From stone quarry to law school
Sumedha Kailash, director of India’s Bal Ashram rehabilitation centre, tells the story of two child labourers whose lives were transformed by education
According to a report released last week by the International Labour Organization there are 168 million child labourers around the world. Of these, 85 million are engaged in the worst forms of labour – work detrimental to their physical and mental health, slavery and prostitution. The report, ‘Marking Progress Against Child Labour’, paints a shocking picture.
Many millions of the children whose lives it documents live in India. But India is also home to individual stories that demonstrate the power of education to break the cycle of forced labour, giving children the opportunity to escape poverty and realise their true potential.
In 2007, a group of former child labourers met Gordon Brown, the then UK Chancellor of Exchequer, in New Delhi. Mr Brown has long championed the cause of child education. Among the children were Kinsu Kumar, a former car cleaner, and Amar Lal, born into bonded labour in a stone quarry.
Kinsu was born in 1995 in the Mirzapur district of Uttar Pradesh in northern India, and started working when he was six years old. Poverty, a lack of information about education or any way to access to it kept him out of school. Amar belongs to the Banjara community, a nomadic Indian tribe that has been socially excluded for centuries. One of six brothers and sisters, he and his family were bonded by debt as labourers to a stone-quarry contractor in Rajasthan.
From a young age Amar would assist his father in breaking stones into smaller pieces. This task had to be done by hand, which meant that Amar had to work with instruments that weighed as much as he did. For this young boy such extreme circumstances made education next to impossible.
At the 2007 meeting, Gordon Brown asked Kinsu what he wanted to be when he grew up. Kinsu told him about his love for mathematics and his ambition to become an engineer. Amar told Mr Brown that he wanted to become a lawyer. Six years on, Kinsu is still working hard, but he isn’t cleaning cars – he is attempting to ace his exams in his mechanical engineering class at a prestigious institute of engineering and technology. For his part Amar has earned himself a place at a prominent Indian law school. Mr Brown’s advice to work hard helped motivate them to achieve their dreams.

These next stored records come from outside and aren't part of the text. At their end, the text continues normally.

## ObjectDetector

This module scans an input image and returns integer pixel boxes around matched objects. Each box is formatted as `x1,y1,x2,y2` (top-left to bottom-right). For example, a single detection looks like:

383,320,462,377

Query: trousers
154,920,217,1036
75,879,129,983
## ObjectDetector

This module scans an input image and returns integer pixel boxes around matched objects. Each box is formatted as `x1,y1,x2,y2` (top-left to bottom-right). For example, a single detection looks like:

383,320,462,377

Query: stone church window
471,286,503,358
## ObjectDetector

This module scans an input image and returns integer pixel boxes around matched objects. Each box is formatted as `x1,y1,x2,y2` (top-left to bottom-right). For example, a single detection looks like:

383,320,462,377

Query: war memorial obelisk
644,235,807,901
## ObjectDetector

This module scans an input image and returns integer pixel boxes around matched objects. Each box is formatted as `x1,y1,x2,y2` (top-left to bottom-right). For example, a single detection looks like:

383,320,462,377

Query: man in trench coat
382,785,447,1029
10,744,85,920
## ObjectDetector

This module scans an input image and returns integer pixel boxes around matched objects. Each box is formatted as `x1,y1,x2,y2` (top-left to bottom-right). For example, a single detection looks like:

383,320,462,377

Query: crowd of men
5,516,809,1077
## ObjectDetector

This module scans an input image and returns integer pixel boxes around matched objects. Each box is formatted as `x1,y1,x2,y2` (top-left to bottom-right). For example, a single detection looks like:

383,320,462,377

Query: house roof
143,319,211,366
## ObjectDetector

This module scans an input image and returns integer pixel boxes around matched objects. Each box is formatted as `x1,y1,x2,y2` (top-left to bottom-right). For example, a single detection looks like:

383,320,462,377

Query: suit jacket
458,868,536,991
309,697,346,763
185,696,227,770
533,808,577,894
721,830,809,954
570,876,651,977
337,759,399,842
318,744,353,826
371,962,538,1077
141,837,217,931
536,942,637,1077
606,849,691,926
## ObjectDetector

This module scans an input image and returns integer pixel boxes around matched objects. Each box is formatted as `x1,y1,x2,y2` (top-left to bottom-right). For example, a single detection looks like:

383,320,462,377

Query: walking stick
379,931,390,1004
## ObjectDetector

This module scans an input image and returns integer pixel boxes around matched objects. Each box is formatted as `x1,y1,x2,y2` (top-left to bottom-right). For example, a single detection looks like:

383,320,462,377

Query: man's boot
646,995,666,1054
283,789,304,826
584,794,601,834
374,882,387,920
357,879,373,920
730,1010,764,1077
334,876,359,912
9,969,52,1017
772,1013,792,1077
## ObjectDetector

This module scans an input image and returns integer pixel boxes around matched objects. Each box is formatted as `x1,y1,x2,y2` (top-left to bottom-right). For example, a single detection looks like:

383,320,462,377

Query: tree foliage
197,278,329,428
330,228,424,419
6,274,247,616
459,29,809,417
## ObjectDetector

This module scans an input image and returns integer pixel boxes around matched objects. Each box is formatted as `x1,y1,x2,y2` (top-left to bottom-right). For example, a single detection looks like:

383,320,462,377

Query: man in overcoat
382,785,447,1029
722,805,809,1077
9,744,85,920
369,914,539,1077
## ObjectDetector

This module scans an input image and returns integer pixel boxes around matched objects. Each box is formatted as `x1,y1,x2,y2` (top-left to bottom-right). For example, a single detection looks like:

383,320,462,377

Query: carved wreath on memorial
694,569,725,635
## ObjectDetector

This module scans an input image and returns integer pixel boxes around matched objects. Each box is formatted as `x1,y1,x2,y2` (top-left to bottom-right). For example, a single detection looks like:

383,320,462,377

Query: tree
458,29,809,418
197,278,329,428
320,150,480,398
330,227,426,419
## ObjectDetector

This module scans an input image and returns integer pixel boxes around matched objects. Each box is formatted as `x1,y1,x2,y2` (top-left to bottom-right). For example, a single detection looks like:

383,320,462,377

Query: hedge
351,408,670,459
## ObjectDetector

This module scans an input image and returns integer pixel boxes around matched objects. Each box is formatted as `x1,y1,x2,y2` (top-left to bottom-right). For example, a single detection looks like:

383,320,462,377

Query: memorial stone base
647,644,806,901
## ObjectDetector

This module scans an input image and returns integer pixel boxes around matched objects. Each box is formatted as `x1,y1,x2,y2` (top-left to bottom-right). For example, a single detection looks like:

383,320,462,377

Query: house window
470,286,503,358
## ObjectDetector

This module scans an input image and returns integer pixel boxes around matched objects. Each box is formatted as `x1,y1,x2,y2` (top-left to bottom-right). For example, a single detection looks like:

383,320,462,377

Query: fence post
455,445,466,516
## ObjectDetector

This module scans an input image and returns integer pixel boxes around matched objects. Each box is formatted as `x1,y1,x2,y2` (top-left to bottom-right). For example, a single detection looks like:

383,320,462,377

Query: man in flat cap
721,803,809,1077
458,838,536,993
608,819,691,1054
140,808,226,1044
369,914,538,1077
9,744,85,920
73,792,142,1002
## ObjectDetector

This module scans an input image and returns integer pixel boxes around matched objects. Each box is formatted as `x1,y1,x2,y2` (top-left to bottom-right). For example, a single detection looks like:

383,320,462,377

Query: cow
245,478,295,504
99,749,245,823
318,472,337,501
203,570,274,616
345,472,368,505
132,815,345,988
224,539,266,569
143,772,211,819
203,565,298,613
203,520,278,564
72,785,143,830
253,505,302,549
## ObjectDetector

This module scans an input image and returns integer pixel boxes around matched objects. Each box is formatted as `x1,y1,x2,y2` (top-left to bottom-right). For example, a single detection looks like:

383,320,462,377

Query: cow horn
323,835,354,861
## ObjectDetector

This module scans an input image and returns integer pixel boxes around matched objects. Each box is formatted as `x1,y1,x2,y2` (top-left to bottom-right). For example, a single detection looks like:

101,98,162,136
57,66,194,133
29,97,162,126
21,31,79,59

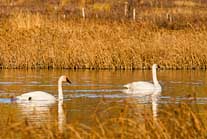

The boys’ lives began to change when they were rescued by Bachpan Bachao Andolan, an Indian civil society group founded by the noted activist Kailash Satyarthi in 1980. The organization, of which I am the director, has freed at least 82,000 children like Kinsu and Amar from child labour and slavery. The boys spent more than a decade of their lives in Bal Ashram, a rehabilitation home run by the group where they were fortunate enough to receive an education.
In 2009, Kinsu was invited to speak at a High Level Panel on education at the European Union, convened by the President of the World Bank and Gordon Brown (by this time Prime Minister of Great Britain). He was invited to speak again in 2010, this time at the Global Child Labour Conference at the Hague. At the age of 10, Amar was chosen to be the voice of the world’s out of school children at UNESCO’s High Level Group meeting in December 2007 in Dakar, Senegal.
About a year ago, Amar and Kinsu met Gordon Brown, now the UN Envoy for Global Education, for a third time at their rehabilitation center in New Delhi. Mr Brown recognized Kinsu and remembered his hope to become an engineer.
Kinsu Kumar and Amar Lal were fortunate to be freed from child labour and were able to receive education of good quality. While we at Bachpan Bachao Andolan celebrate their achievements and wait eagerly to see the men they will grow into, we are painfully aware that not every child has the opportunity that these young men did.
Education and child labour are inter-related, and the elimination of child labour is central to the cause of universal education. As well as being the key to the overall development of any individual, education is the key to economic growth and sustainability for any country. On the path to education for all, urgent and coordinated efforts must come from governments to prohibit all forms of child labour.
Amar and Kinsu show vividly the power of education – but they are the exceptions, not the norm. There must be political will in every nation, backed with investment and clear-sighted policies, until one day we can provide education for all the children of the world.